Stage 2: finalize 阶段（SSE 流式）
  Context = lesson goal + style guide + 已批准的 outline 全集
  → 逐个 scene 生成完整 slide + 配音

Stage 2 packs in one extra layer that Stage 1 lacks — "the full approved outline". Each scene knows its position in the overall narrative. One-shot mode lacks that, so narrative breaks.

Textbook context engineering: don't change prompt wording. Change how context flows between LLM calls.

Single-Layer Context vs Layered Context — Trade-off

Most people dump all 5 layers into one prompt string in their first LLM app. It runs but debugging is hell. Layered processing needs more engineering but you can tune each layer independently.

Dimension	Single-layer mixed prompt	Layered context
Write	One string format, 30 lines	ContextBuilder class, 100+ lines
Debug	Errors = rewrite whole thing	Mock any single layer
Token cost	No prompt cache	First 2 layers cacheable, 60-90% saved
Multi-person	One edit affects everyone	system / tools have own owners
Use when	Single-task scripts	Production LLM apps
Don't use when	Complex agentic	One-shot demos

JR rule: more than 3 LLM calls or more than one maintainer — must be layered.

Takeaway

Prompt engineering cares about 1 / 5 (user input). Context engineering cares about 5 / 5 — plus how layers pass, cache, isolate. 80% of production LLM app engineering lives in the first 4 layers.

References

Anthropic. (2024-12-20). Building Effective Agents.
Anthropic. Prompt caching docs — 5-minute TTL ephemeral cache.
Anthropic. Cookbook — agent patterns.
Anthropic. Tool use docs.
Liu et al. (2023-07-06). Lost in the Middle. arXiv:2307.03172.

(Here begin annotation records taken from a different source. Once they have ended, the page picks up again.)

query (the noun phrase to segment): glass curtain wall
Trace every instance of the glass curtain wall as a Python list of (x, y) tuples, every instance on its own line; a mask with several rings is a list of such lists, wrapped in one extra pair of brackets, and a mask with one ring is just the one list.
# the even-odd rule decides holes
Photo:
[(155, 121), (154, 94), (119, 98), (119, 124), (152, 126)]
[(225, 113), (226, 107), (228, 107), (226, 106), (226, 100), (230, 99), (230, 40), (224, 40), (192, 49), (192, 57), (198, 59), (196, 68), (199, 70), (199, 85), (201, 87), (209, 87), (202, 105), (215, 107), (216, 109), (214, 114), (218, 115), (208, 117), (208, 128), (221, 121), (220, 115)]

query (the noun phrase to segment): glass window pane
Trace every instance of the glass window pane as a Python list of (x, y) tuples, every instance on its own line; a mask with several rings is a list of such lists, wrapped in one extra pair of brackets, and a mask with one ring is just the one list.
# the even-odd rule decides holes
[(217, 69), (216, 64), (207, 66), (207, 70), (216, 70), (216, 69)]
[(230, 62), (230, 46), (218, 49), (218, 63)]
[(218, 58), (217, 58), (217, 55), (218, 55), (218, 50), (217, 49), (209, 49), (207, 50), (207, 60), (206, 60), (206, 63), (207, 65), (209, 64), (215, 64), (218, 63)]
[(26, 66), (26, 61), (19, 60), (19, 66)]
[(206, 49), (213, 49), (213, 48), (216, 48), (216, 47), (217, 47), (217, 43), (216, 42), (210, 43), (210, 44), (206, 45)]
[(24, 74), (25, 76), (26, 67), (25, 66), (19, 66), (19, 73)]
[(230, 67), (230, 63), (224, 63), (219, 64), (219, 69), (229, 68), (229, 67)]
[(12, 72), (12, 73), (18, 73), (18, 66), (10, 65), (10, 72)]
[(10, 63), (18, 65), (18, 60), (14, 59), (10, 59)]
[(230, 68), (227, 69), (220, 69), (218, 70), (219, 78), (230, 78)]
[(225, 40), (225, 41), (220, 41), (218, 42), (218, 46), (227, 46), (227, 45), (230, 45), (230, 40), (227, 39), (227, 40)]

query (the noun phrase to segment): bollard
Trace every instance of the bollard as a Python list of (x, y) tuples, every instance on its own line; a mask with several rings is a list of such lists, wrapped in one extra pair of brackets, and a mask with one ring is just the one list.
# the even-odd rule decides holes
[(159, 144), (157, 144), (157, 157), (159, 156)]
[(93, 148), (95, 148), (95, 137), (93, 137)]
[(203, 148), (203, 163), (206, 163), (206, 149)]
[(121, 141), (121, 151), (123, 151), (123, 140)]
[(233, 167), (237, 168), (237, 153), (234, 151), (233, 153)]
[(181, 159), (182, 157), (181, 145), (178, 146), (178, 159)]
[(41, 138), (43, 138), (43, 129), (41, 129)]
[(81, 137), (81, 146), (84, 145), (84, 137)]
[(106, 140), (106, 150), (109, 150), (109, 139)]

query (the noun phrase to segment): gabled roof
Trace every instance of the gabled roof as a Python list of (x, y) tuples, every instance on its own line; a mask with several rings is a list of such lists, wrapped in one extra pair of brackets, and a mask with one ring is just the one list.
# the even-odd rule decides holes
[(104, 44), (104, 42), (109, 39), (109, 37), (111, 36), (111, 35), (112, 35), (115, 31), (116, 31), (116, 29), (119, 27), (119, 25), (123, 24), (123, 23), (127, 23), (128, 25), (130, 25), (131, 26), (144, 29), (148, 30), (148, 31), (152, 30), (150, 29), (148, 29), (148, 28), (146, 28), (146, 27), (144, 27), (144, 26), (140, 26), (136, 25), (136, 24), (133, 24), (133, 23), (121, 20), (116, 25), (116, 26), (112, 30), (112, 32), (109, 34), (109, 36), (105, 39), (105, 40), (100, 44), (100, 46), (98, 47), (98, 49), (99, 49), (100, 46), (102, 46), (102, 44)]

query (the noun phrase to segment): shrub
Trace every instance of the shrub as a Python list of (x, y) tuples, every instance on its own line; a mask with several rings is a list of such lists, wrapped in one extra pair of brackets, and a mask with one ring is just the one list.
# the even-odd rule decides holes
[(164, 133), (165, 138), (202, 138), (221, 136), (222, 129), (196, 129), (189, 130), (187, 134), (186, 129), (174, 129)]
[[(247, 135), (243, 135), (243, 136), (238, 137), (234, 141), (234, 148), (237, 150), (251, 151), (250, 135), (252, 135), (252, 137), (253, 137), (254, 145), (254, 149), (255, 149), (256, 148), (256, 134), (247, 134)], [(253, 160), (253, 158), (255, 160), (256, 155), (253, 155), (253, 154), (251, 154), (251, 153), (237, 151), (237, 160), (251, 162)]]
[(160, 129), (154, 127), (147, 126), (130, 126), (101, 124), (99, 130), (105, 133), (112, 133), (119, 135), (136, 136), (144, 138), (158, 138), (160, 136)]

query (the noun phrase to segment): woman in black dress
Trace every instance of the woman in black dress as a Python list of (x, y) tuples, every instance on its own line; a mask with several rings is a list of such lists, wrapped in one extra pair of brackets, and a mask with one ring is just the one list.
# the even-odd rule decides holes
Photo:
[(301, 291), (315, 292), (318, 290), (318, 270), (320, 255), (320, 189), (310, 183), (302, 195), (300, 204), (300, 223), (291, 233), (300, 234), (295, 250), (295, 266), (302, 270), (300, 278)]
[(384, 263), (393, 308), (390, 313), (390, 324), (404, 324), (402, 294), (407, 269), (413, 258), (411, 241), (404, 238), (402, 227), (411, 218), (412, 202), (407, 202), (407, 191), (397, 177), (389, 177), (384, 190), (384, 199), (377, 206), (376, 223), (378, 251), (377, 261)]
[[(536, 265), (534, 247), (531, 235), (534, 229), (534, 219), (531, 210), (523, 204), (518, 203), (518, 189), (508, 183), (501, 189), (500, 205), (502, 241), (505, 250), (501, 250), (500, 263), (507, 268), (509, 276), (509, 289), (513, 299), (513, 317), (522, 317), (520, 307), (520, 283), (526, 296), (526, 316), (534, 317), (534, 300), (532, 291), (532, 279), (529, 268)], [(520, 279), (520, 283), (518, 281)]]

Production case: JR Academy classroom-deck-builder skill (.claude/skills/classroom-deck-builder/) — two-stage pipeline implements context isolation.

📚 相关资源

Anthropic Building Effective Agents

❓ 常见问题

关于本章主题最常被搜索的问题，点击展开答案

System prompt 和 user prompt 区别是什么？

System 装不变的规则 + 角色，每次调用复用、走 prompt cache 省 90% 成本；user 是这一轮的 task 指令，每次都变。两者混一字符串调试是地狱，production 必须分开。

我的 context 里 system / tools / memory / retrieval / user 各自占多少 token？

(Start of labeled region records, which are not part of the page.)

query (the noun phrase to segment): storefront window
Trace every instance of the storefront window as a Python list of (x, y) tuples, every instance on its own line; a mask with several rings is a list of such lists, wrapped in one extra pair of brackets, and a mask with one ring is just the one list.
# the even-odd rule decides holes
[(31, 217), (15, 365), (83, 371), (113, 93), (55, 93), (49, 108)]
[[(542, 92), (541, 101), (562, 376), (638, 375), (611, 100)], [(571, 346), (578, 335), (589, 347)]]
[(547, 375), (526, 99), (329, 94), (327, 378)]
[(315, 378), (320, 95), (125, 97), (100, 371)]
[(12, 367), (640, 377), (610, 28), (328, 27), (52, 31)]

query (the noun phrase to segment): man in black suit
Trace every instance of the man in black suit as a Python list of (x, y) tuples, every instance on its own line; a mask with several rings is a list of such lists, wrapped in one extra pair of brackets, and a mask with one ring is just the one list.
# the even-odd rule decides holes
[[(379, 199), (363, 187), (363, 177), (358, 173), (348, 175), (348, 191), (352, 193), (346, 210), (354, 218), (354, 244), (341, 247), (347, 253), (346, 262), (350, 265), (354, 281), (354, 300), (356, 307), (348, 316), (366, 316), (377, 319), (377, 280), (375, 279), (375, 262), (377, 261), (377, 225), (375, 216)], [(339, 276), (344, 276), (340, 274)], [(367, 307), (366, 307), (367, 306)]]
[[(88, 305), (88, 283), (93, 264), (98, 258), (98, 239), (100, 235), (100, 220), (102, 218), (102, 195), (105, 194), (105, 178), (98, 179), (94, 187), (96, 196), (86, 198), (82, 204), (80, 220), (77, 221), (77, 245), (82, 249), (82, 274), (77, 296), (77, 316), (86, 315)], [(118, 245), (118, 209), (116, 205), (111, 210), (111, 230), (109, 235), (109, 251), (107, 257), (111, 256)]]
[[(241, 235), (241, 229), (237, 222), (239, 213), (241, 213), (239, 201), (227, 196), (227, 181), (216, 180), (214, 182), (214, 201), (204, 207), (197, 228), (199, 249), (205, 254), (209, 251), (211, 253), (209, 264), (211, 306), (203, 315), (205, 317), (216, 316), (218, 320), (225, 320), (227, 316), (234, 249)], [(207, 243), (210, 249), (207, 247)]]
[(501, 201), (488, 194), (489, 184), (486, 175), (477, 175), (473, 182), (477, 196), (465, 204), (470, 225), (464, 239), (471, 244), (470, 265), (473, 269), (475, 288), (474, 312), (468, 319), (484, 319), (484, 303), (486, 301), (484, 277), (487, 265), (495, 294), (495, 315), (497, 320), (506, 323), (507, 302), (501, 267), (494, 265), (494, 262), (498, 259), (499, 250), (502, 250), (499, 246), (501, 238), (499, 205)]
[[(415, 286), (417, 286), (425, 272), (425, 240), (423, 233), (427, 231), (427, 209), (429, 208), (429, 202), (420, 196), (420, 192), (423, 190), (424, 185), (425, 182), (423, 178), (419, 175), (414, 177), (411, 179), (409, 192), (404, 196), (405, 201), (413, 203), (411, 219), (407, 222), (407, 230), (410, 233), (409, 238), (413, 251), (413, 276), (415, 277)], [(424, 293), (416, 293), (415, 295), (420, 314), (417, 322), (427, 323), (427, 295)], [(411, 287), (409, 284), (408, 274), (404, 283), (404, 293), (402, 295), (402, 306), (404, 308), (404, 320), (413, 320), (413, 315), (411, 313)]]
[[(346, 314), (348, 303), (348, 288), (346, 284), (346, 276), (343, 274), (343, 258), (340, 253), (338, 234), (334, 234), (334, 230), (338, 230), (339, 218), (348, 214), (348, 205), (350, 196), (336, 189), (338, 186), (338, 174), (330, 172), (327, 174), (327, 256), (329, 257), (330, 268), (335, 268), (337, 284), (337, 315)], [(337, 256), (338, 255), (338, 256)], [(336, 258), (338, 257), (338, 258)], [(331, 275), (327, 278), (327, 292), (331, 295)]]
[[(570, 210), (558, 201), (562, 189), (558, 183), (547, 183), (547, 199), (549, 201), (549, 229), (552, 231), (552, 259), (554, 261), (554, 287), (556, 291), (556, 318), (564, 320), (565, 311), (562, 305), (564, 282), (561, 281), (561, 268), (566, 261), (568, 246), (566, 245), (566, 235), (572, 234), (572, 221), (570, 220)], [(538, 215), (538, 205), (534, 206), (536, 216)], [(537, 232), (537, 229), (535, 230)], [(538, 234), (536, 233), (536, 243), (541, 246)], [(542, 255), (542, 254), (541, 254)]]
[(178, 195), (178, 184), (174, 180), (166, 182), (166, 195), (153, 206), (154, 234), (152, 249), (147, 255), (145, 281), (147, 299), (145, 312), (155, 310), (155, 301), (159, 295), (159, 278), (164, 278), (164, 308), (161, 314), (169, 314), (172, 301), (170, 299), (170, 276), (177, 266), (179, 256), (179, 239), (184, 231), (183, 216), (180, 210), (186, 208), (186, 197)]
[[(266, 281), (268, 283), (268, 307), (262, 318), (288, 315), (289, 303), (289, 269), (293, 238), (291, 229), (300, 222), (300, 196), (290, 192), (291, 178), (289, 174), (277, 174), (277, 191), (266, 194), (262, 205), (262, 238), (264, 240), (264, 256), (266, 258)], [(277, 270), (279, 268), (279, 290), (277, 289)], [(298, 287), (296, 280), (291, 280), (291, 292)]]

典型 production RAG 占用：system 800 + tools 1100 + memory 300 + retrieval 12000 + user 80 = 14280 token。用 Anthropic SDK 的 token counter 分段量。Retrieval 层永远是最大头。

Anthropic 5 个 agent pattern 是什么？

5 个 pattern：Prompt chaining（拆步）、Routing（先分类再选模板）、Parallelization（并行 + 汇聚）、Orchestrator-workers（主 agent + sub-agent）、Evaluator-optimizer（生成 + 评估循环）。每个都是 context 怎么切/怎么传的工程决策，不是 prompt 措辞。

我已经在用 OpenAI Chat Completions API，5 层 context 还适用吗？

适用。5 层是工程抽象，不绑模型：OpenAI 的 system role + tools 参数 + messages history + retrieval 注入 + user message 一一对应。Gemini / DeepSeek / Qwen API 字段名不同但层次完全一致，迁移只是改 SDK 包名。

做客服机器人这种简单业务，5 层都要做吗？

不需要全做：客服机器人最少 3 层够用——system（角色 + 业务规则）+ retrieval（FAQ 知识库 top-3）+ user。Memory 层做不做看是否需要跨 session 记住客户偏好；tools 层只在要操作订单/退款时才加。先 3 层上线再按 ticket 复盘加层。

新手最容易在哪一层翻车？

Retrieval 层。80% 自学项目栽在「召回了相关文档但 LLM 还是答错」——以为是 prompt 不行去调 system 措辞，真问题是 retrieval 没做 selection（filter / rerank / judge）。第 3、5 章专门讲。